– А где же Майкл? – растерялась Блисс.
– Он неожиданно вспомнил об одной важной встрече.
– Так, значит, он бросил меня здесь… с тобой.
– Боюсь, что так. – Шейн сделал несколько шагов в глубь комнаты. – После того как ты вчера не отослала назад мой подарок, я подумал, что… может быть, ты согласишься поговорить.
Блисс отпрянула на шаг.
– Это было ошибкой с моей стороны.
Ну как, в самом деле, угораздило ее оставить у себя этот чертов ветряной органчик?
– Он в точности такой же, как тот, в доме на озере. – Шейн сделал к ней еще несколько шагов.
– Мне придется его вернуть, – проговорила Блисс, в свою очередь отступая, пока не почувствовала упершийся под коленки матрас.

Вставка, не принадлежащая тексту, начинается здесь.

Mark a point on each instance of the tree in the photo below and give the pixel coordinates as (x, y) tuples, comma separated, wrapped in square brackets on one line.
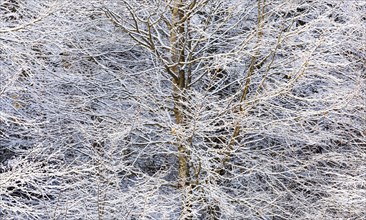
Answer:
[(182, 109)]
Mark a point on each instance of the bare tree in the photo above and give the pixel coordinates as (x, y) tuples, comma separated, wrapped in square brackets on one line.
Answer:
[(182, 109)]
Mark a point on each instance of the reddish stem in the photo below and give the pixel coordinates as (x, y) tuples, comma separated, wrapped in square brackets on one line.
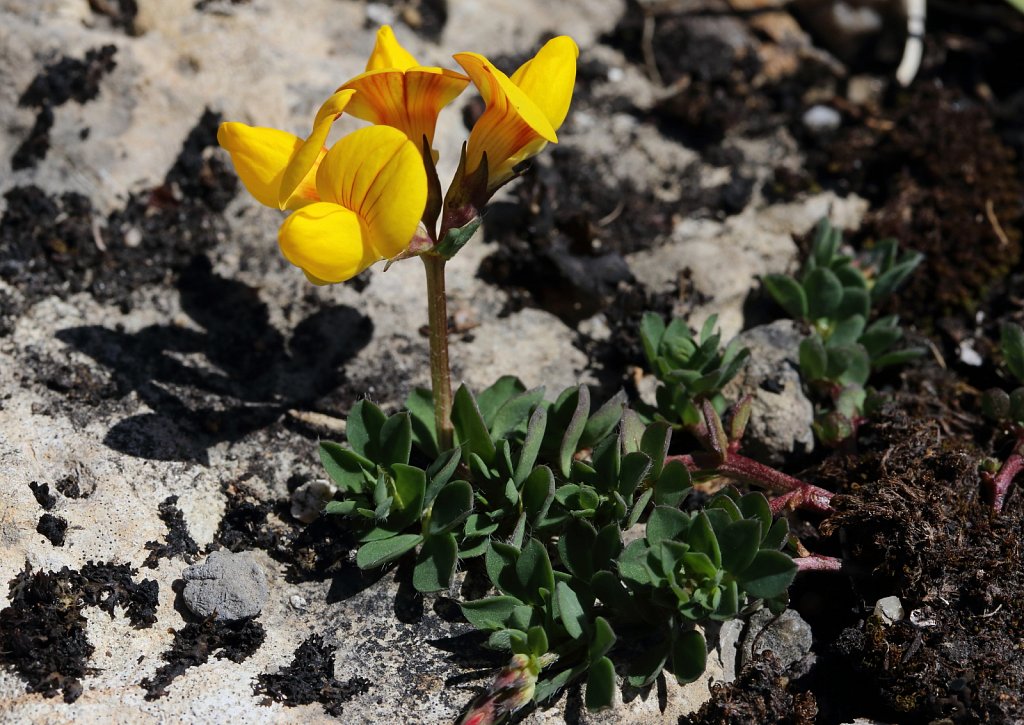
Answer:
[(999, 483), (745, 470), (818, 562)]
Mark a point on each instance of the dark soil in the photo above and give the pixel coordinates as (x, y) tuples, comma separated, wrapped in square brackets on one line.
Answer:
[(196, 642), (310, 678), (178, 541), (42, 632), (53, 527)]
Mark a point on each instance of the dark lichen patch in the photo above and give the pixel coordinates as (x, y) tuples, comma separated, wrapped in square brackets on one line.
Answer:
[(762, 693), (309, 678), (196, 642), (178, 541), (58, 245), (913, 524), (68, 79), (42, 632), (53, 527), (44, 498)]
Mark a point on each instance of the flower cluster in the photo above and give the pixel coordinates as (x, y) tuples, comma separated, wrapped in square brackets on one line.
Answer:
[(375, 190)]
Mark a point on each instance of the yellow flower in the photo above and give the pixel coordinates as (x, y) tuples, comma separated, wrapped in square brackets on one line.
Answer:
[(523, 112), (396, 91), (373, 187), (276, 167)]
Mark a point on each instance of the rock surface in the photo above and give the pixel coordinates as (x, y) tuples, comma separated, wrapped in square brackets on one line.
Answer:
[(227, 585)]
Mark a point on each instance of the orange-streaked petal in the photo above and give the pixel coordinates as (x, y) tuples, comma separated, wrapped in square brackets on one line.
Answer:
[(549, 77), (388, 53), (410, 101), (260, 157), (309, 153), (510, 123), (327, 242), (379, 174)]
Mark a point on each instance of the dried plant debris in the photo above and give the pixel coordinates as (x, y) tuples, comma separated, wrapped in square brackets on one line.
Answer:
[(310, 679), (59, 245), (914, 525), (42, 632), (196, 642), (68, 79), (761, 694), (53, 527), (178, 541)]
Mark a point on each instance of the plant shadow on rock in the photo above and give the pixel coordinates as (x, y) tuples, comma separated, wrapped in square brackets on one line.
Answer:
[(236, 375)]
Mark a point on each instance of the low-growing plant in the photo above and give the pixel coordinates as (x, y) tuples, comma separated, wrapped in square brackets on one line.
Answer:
[(1007, 410), (834, 296)]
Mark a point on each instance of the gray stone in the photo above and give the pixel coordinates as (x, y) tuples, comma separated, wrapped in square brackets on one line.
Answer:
[(781, 415), (821, 120), (890, 609), (787, 636), (231, 585), (308, 500)]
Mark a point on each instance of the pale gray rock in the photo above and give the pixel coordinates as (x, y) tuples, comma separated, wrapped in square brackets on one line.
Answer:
[(889, 609), (781, 415), (787, 636), (230, 585)]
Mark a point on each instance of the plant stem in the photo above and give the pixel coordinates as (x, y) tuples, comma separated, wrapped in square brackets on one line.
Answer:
[(1000, 482), (747, 470), (440, 375)]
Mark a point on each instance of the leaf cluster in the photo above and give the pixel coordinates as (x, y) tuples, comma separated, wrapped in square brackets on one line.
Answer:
[(550, 496), (834, 296), (689, 368)]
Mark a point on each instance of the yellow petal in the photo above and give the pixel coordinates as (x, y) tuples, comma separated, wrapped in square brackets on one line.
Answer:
[(548, 78), (327, 242), (379, 174), (260, 157), (408, 100), (388, 53), (510, 124), (309, 153)]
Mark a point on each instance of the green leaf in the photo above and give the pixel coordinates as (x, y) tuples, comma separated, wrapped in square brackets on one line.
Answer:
[(531, 445), (576, 547), (469, 425), (824, 292), (538, 493), (458, 238), (346, 468), (739, 543), (689, 656), (363, 428), (435, 564), (569, 610), (407, 505), (604, 421), (600, 684), (452, 507), (491, 612), (667, 523), (787, 294), (813, 358), (673, 485), (534, 570), (769, 574), (378, 553), (395, 440), (655, 444), (602, 640)]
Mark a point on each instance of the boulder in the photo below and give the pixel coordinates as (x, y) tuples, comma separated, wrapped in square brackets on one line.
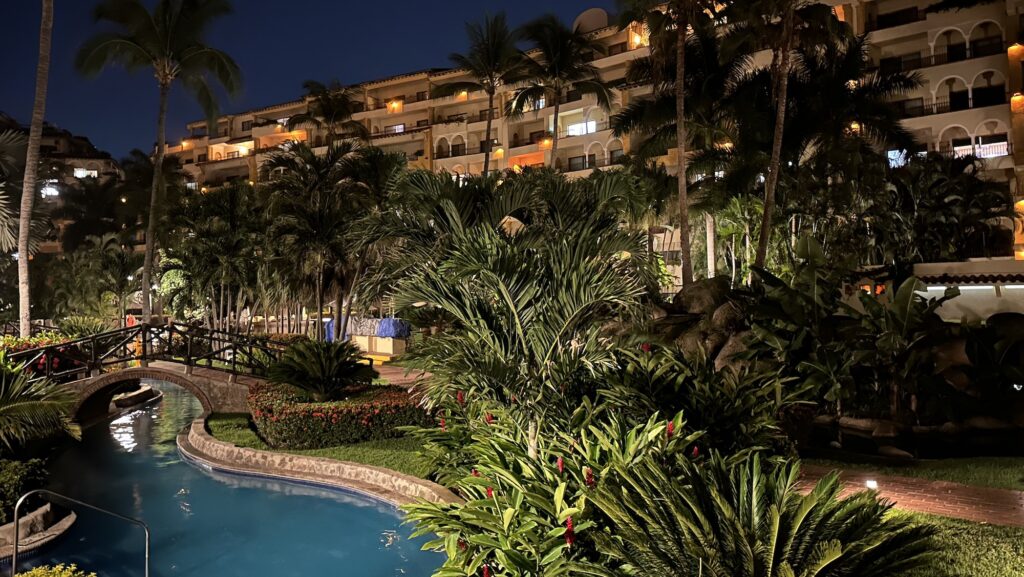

– Слишком поздно, – покачал он головой. – Теперь он твой. – Шейн вытащил из хрустальной вазы, что украшала крытый парчовой скатертью маленький столик у кровати, ярко-пунцовый пион. – Знаешь ли ты, как я по тебе скучал?
– Почему я должна тебе верить? – вскинула она голову. – После того, как…
– …я вел себя столь отвратительно, – сдержанно договорил Шейн, твердо посмотрев прямо на нее.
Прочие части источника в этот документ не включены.